Friday, March 25, 2011

Ringworld Encircles the Entire SF Genre

As a music historian, I know the endless value of studying the great masterpieces of the past. Thus I thought it valuable to read Larry Niven's 1970 Hugo-winning Ringworld. (I read, or rather devoured, only the first, but I'm hooked now, of course.)

To continue the analogy to music history, using Niven as a model for sci fi writing is like using Bach as a model for composition. Of course he's great, of course there's much to be learned from him. But one is so unlikely to match his skill and ingenuity that in a certain way any attempt is laughable.

What a perfect balance of plot, characterization, complete world-building, and viable scientific invention. It's breathtaking. And very humbling.

Sunday, March 20, 2011

New Story Published: The Crusty-Hearted Man

Delighted that the fantasy ezine Hogglepot will feature my story, "The Crusty-Hearted Man," through March 26th. Here's the link:


Hogglepot

Sunday, March 13, 2011

It's Not the Marketing...

...and it's not the networking.

All those hours on Twitter, FB, my blog and others', message boards, Duotrope, agent directories.

Not one minute of it matters if I'm not constantly producing good writing.
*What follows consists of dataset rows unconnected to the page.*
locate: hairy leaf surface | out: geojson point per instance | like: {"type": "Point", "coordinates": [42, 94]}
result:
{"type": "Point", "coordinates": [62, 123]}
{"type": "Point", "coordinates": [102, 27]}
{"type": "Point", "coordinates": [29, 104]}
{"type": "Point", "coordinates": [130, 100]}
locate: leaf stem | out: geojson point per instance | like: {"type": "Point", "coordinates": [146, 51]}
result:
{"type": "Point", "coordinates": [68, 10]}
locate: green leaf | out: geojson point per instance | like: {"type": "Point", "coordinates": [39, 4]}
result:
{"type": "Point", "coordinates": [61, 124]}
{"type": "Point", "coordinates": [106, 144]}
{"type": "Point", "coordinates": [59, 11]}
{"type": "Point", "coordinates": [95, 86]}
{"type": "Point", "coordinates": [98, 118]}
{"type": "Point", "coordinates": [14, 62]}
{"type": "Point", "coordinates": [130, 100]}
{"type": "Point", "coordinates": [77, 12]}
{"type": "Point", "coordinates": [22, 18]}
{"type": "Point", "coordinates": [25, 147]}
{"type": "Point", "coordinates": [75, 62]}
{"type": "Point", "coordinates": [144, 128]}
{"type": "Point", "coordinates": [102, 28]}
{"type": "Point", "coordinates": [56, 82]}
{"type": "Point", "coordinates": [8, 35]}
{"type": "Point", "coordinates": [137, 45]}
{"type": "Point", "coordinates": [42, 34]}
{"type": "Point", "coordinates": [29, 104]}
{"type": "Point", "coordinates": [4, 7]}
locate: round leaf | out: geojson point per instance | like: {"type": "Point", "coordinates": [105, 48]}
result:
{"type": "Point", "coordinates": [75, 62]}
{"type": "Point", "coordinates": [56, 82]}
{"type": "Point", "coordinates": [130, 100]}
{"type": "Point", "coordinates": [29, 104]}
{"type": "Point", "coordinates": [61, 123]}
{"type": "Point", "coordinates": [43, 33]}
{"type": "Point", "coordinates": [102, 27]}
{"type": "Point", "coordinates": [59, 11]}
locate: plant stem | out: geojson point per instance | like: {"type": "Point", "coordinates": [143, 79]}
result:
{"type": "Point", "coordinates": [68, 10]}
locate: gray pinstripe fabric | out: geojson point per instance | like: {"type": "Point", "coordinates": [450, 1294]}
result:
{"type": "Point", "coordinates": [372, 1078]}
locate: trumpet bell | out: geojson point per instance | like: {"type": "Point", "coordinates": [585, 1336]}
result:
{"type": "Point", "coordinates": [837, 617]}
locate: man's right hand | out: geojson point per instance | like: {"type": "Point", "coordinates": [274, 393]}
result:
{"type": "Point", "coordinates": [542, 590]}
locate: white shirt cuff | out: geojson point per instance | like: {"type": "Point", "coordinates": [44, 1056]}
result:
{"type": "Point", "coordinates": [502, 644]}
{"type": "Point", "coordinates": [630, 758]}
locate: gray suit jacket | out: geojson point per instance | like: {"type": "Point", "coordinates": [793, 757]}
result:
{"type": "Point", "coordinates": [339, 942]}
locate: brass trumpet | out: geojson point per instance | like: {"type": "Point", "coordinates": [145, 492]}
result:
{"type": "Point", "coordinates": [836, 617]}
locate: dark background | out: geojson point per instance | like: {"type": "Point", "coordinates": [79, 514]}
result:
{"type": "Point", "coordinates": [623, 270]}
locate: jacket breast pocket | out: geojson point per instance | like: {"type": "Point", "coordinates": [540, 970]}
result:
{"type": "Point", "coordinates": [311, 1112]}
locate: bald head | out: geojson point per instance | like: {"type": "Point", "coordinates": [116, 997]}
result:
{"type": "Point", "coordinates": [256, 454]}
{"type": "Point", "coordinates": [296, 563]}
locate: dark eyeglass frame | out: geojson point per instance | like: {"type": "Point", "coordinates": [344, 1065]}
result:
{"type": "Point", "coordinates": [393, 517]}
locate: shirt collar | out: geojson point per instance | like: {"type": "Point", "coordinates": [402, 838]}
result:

It's hard not to get distracted by it all. The essential thing is to have high-quality merch to market.

Monday, March 7, 2011

The Boundaries of Posting

Suppose I have something to say. Do I post on FB? Do I tweet it? Do I post on this blog? Or perhaps I should do a short version for Twitter and a longer one for the blog? And a teaser for FB?

But, wait. What if some people follow me in two or even three places? What's the etiquette? Is it overkill to give them the same content in multiple forms?

Ho-ho. This is America, land of advertisements. Of course you can give people the same content in multiple forms. "Overkill" is an American watchcry.

I think I'm going postal from all this posting.

Saturday, March 5, 2011

Red Mountain

I'm pleased to have a second story in Spaceports & Spidersilk, published by good old reliable Sam's Dot.